Highlighting that the Rep-Seq method has been in development since 2015, Alexander noted that his team is interested in applying the technology commercially. The group aims to collaborate with researchers and clinicians to better define how Rep-Seq can be applied in a clinical workflow.

"Our focus is to demonstrate the value and which applications can improve data we can extract from solid tumors, relative to providing clinicians the ability to extract diversity from the solid tumors," Alexander said. "The most important aspect of this work is that Rep-Seq, followed by NGS, eliminates clonal illusion, which allows us to detect the variants at the accurate allele frequency. "

Acknowledging that Rep-Seq is a relatively new process, Alexander said his team will need to perform additional validation and feasibility work before further development of a commercial assay for the clinical space.

According to the paper, the authors currently have a patent pending for using Rep-Seq profiling to support detection of minimal residual disease and other patents on representative sampling of solid tumors. However, Alexander declined to provide any information on the pending patents.  

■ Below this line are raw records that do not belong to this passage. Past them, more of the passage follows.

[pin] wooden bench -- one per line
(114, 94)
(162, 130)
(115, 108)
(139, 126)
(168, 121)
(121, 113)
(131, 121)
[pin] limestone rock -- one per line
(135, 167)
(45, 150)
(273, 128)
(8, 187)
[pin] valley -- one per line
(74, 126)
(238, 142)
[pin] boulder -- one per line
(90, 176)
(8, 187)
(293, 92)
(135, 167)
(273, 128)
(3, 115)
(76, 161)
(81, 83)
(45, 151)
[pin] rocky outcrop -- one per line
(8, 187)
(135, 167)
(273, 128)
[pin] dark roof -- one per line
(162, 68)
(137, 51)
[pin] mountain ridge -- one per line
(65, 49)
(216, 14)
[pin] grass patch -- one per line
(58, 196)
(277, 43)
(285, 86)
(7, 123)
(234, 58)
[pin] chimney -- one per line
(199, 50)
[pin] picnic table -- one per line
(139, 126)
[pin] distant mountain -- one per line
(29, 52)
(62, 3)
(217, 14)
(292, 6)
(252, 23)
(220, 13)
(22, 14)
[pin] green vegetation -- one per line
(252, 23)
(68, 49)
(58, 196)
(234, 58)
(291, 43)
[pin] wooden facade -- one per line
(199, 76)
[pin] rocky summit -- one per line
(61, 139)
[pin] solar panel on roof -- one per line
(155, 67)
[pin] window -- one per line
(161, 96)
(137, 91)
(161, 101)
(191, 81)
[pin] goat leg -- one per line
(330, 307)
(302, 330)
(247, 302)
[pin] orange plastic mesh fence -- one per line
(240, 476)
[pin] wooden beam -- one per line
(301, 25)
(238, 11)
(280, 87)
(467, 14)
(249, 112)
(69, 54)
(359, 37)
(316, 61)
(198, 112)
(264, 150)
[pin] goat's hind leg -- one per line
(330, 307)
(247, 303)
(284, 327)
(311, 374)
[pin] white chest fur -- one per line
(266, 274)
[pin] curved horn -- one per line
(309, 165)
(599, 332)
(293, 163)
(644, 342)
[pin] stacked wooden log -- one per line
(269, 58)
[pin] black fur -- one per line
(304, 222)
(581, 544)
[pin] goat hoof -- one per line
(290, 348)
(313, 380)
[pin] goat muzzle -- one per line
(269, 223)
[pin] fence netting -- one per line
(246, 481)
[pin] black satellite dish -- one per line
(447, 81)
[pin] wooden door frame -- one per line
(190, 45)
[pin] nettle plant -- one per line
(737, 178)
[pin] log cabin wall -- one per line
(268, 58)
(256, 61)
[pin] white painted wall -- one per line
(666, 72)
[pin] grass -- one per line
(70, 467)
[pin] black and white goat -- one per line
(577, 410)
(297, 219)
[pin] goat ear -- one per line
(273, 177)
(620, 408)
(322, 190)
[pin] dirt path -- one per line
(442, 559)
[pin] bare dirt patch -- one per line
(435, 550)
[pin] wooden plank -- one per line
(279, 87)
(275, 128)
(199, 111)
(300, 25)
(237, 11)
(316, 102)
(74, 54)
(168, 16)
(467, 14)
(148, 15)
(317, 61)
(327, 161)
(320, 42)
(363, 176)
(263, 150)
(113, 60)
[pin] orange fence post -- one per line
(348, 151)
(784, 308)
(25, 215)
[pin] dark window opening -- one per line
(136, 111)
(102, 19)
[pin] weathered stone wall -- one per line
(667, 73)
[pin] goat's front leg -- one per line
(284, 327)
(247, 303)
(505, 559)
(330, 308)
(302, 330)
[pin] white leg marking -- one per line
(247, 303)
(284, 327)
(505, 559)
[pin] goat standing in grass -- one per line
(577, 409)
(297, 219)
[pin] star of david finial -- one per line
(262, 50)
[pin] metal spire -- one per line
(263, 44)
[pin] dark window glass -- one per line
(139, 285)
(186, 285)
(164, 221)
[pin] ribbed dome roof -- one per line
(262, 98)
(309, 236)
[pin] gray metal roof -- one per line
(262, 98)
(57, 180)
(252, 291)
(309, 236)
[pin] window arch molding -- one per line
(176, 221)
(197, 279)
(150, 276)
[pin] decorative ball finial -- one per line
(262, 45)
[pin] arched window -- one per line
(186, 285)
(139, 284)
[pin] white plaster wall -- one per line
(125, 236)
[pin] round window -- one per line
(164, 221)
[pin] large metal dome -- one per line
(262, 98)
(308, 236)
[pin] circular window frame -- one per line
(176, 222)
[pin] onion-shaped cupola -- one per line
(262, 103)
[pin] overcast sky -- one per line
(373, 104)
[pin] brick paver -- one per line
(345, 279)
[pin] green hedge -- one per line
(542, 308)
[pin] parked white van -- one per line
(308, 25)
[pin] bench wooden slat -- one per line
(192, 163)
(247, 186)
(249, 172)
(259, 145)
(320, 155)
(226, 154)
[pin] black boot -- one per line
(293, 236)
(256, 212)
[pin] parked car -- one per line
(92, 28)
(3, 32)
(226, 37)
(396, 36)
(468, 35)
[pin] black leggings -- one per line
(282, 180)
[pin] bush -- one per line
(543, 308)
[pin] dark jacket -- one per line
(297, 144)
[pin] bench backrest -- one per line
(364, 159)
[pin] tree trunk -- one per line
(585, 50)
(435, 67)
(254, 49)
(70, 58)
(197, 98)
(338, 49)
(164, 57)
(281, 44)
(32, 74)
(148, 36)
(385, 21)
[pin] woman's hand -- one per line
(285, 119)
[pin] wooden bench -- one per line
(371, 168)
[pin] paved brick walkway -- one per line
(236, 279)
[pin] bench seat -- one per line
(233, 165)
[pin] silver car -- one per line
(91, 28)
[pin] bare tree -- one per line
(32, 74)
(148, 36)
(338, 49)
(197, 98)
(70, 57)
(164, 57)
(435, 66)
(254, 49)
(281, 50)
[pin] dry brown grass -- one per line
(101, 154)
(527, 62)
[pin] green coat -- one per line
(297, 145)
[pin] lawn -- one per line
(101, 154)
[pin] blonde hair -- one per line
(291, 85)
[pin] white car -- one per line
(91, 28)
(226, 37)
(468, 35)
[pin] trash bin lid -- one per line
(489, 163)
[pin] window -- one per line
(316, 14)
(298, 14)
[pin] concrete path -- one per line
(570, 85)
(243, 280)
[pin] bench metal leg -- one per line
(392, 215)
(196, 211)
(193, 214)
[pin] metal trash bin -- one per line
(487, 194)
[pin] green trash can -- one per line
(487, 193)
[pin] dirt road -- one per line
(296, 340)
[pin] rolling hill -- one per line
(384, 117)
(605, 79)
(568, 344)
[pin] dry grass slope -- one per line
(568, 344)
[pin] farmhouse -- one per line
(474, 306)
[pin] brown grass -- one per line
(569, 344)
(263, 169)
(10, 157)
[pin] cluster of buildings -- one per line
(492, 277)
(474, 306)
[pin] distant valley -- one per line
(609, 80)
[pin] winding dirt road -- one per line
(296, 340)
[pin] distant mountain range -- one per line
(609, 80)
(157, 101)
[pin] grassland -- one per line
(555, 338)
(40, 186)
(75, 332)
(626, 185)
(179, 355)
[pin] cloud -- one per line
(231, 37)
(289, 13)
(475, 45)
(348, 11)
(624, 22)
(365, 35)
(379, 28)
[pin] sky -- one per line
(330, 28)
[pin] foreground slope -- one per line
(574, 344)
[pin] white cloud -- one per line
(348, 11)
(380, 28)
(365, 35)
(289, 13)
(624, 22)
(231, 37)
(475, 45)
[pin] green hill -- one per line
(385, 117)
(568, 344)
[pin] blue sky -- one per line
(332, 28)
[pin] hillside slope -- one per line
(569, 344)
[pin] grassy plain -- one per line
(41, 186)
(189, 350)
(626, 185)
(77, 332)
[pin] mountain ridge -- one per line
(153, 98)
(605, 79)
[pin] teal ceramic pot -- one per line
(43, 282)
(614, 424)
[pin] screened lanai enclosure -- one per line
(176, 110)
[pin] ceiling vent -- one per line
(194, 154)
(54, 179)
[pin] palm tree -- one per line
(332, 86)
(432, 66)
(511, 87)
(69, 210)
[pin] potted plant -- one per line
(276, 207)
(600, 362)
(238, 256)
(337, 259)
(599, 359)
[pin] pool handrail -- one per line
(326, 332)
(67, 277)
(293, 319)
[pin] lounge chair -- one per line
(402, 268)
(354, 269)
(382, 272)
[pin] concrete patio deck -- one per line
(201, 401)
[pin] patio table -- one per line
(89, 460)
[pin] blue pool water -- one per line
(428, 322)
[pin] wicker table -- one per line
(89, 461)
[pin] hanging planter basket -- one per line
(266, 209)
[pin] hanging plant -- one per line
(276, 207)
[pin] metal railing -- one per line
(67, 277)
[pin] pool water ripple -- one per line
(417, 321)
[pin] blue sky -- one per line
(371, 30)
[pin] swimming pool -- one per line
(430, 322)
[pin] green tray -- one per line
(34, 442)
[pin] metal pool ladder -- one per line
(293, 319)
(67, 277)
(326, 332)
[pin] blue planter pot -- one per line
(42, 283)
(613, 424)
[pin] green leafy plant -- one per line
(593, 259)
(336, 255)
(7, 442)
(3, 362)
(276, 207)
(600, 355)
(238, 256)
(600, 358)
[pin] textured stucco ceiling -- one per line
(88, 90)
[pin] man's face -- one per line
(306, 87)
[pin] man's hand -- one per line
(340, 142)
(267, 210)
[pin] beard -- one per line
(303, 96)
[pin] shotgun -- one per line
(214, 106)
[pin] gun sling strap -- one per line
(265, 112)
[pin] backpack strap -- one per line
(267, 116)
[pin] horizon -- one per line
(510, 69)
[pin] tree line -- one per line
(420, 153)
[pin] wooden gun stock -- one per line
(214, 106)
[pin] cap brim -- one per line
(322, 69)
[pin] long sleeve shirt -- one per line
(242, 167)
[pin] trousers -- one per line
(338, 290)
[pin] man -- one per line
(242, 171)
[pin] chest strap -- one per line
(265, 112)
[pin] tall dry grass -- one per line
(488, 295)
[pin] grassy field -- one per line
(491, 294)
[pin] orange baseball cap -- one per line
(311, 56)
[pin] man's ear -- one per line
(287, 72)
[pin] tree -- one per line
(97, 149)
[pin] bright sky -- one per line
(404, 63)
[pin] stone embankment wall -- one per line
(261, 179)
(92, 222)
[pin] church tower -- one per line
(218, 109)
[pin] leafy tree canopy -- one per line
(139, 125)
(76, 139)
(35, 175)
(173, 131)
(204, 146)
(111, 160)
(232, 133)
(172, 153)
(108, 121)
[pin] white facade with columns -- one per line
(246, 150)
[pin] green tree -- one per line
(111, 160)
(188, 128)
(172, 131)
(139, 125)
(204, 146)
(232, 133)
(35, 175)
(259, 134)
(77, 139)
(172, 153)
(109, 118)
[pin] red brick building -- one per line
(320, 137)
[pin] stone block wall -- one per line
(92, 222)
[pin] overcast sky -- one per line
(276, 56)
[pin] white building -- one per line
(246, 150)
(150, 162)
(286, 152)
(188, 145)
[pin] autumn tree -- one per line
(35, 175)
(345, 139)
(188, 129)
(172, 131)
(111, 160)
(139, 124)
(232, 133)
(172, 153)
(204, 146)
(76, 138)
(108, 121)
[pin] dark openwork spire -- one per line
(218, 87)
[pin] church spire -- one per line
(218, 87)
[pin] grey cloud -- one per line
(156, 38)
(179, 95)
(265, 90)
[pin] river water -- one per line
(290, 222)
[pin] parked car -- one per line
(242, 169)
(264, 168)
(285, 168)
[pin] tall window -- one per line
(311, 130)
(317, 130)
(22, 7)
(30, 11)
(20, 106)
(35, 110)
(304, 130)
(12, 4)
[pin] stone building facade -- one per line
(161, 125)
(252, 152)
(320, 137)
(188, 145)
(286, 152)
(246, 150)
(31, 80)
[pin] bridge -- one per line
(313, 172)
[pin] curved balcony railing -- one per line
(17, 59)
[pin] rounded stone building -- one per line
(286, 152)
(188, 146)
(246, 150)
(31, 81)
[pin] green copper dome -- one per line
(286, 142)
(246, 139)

He believes the assay will be crucial for targeted therapy, identifying potential resistance mechanisms, as well as to help clinicians and researchers understand genetic correlations with therapy response for a wide range of solid tumors.

Lindeman, who serves as the director of molecular diagnostics at Brigham and Women's Hospital, believes the major obstacle the researchers may encounter while developing a commercialized assay will revolve around what they define as a sample that is "not necessary for patient care," and what needs to be retained for archived analysis.

He said that following pathology analysis and ancillary studies, unprocessed cancer tissue is stored for a period of time — per state and professional regulations — before being discarded. However, he pointed out that fixed tissue that has been embedded in paraffin blocks is stored for years and potentially used for future clinical care.

In addition, Lindeman noted that the approach may only work for tumors that are surgically removed.

"The general trend is to collect smaller and smaller samples these days, so the method they're describing would really only work with surgical resection, not an initial biopsy sample," he said, since a small needle biopsy is not going to be suitable.